If we grant an external exception review of a standard exception request, we will provide coverage of the non-formulary drug for the duration of the prescription. If we grant an external exception review of an expedited exception request, we will provide coverage of the non-formulary drug for the duration of the exigency.
H) Information on Explanations of Benefits
An Explanation of Benefits (EOB) is a statement that we send to members to explain what medical treatments and/or services we paid for on behalf of a member. This shows the amount billed by the provider, the issuer’s payment, and the enrollee’s financial responsibility pursuant to the terms of the policy. We will send an EOB to a member after we receive and adjudicate a claim on your behalf from a provider. If you need assistance interpreting your Explanation of Benefits, please contact Member Services at 1-855-745-5507 (TTY/TDD 1-844-517-3431).

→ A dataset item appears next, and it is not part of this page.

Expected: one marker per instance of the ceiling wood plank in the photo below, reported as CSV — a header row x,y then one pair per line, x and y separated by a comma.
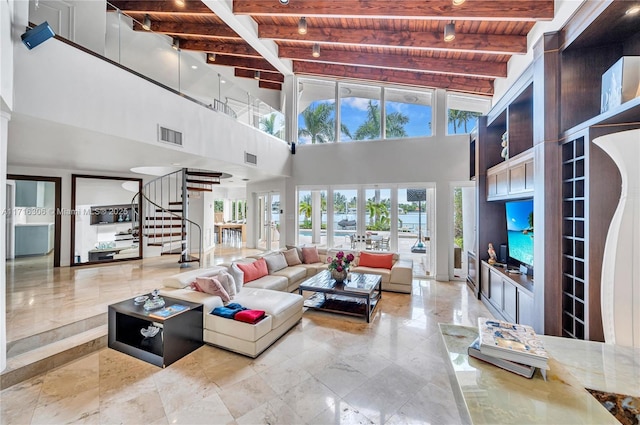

I) Coordination of Benefits with a Medicare plan
If a member and/or dependent is enrolled in Medicare and Ambetter of Illinois, Medicare will be the primary payer and Ambetter of Illinois will be the secondary payer. Ambetter of Illinois will not pay benefits until after Medicare has paid its share of the costs. Ambetter of Illinois will reimburse part or all of the allowable expense left unpaid. The member will be responsible for the remaining out‐of‐pocket expenses as applicable.
A member or dependent enrolled in Ambetter of Illinois and Medicare is required to notify the Federally Facilitated Marketplace (FFM). The member’s profile will be updated to indicate the member has Medicare coverage. Members will no longer be eligible to receive a premium subsidy for the Health Insurance Marketplace plan once Medicare coverage becomes effective.